Standing Pre-Approval for Certain Interested Transactions

      1. Employment of executive officers. Any employment by the Company of an executive officer of the Company if:
        • The related compensation is required to be reported in the Company's proxy statement under Item 402 of the Securities and Exchange Commission's ("SEC's") compensation disclosure requirements (generally applicable to "named executive officers"); or
        • The compensation is paid to an executive officer who is not required to be named in the Summary Compensation Table if the Compensation Committee has approved the compensation arrangement.
      2. Director Compensation. Any compensation paid to a director if the compensation is required to be reported in the Company's proxy statement under Item 402(k) of the SEC's compensation disclosure requirements and is approved by the Board of Directors.
      3. Approved Contracts. Transactions in fulfillment of contractual obligations where the contract or arrangement was previously approved by the Board or a committee of the Board.
      4. Certain transactions with other companies. Any transaction with another company at which a Related Person's only relationship is as an employee (other than an executive officer), director or beneficial owner of less than 10% of that company's shares, if the aggregate amount involved over any 12-month period does not exceed the greater of $1,000,000, or 2% of that company's total annual revenues.
      5. Certain Company charitable contributions. Any charitable contribution, grant, or endowment by the Company to a charitable organization, foundation or university at which a Related Person's only relationship is as an employee (other than an executive officer) or a director, if the aggregate amount involved does not exceed the greater of $1,000,000, or 2% of the charitable organization's total annual receipts.
      6. Generally Available Terms. Transactions available to all employees generally and conducted on similar terms.
      7. Transactions where all shareholders receive proportional benefits. Any transaction where the Related Person's interest arises solely from the ownership of the Company's common stock and all holders of the Company's common stock received the same benefit on a pro rata basis (e.g. dividends).
      8. Transactions involving competitive bids. Any transaction involving a Related Person where the rates or charges involved are determined by competitive bids.
      9. Regulated Transactions. Any transaction with a Related Person involving the rendering of services as a common or contract carrier, or public utility, at rates or charges fixed in conformity with law or governmental authority.
      10. Certain bank-related services. Any transactions with a Related Person involving services as a bank depository of funds, transfer agent, registrar, trustee under a trust indenture or similar services.
      11. Ordinary Employee Arrangements.

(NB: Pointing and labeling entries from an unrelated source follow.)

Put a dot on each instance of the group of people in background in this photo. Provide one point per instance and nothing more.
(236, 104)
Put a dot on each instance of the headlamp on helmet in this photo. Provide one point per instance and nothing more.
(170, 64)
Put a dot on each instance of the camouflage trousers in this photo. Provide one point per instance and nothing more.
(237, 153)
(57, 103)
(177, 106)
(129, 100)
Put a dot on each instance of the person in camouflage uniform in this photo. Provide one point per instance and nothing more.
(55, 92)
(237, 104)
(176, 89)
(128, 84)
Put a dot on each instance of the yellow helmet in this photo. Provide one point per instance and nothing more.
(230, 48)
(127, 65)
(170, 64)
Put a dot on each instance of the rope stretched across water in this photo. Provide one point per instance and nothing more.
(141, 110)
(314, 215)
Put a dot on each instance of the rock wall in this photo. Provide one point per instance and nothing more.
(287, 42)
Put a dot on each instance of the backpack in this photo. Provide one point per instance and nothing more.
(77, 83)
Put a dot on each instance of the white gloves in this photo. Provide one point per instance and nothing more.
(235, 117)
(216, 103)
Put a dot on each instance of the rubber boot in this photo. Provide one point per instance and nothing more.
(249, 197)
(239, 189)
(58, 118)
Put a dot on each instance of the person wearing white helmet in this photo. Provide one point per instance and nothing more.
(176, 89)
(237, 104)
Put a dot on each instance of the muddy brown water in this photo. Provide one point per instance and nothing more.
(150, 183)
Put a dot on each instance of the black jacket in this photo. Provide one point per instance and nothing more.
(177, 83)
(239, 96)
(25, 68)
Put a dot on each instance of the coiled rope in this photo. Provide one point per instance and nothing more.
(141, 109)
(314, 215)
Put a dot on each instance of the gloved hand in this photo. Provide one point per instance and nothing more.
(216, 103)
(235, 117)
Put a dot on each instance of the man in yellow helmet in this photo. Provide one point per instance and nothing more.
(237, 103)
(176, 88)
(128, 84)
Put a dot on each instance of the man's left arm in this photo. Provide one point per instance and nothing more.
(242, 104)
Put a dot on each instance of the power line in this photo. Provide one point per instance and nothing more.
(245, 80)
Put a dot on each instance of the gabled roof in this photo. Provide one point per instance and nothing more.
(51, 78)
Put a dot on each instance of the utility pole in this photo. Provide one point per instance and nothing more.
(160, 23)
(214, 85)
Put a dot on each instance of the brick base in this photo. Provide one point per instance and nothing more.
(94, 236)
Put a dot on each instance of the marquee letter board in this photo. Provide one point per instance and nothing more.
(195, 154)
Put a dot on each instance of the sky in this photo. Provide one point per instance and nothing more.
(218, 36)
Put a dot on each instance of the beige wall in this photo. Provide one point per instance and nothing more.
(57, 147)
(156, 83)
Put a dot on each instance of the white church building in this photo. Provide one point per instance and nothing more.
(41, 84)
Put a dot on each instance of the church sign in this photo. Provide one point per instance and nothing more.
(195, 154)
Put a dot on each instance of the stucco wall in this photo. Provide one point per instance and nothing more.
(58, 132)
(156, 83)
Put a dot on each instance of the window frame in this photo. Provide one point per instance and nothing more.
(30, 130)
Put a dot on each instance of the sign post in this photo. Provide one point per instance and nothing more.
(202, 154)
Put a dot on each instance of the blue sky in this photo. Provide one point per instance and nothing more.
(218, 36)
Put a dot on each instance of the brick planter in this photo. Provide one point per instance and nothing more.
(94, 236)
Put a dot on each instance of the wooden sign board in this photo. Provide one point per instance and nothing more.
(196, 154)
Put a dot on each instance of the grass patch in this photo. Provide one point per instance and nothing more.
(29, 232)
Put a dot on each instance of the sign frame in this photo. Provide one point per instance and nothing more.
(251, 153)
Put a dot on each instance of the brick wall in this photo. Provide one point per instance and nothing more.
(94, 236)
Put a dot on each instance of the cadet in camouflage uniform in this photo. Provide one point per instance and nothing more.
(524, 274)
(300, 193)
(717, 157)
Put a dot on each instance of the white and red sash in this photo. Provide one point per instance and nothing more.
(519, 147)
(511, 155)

Employee compensatory arrangements, other than executive officers, established in the ordinary course of business.
      12. Board Approved Transaction. Any transaction, contract or arrangement approved by the Board of Directors.
    1. No approval or ratification of an Interested Transaction will be deemed to satisfy or supersede the requirements of the Company's Code of Business Conduct & Ethics, Business Policies Manual, Articles of Incorporation or Bylaws.
  1. Periodic Review and Evaluation
    1. The Board will conduct an annual self-evaluation to determine whether it and its committees are functioning effectively. This evaluation will focus on the performance of the Board as a whole, concentrating on areas where performance might be improved. The Nominating & Corporate Governance Committee will assist the Board in conducting the evaluation.
    2. The Board and/or the Nominating & Corporate Governance Committee will review these Corporate Governance Guidelines from time to time. Any amendment or modification to these Guidelines must be approved by the full Board.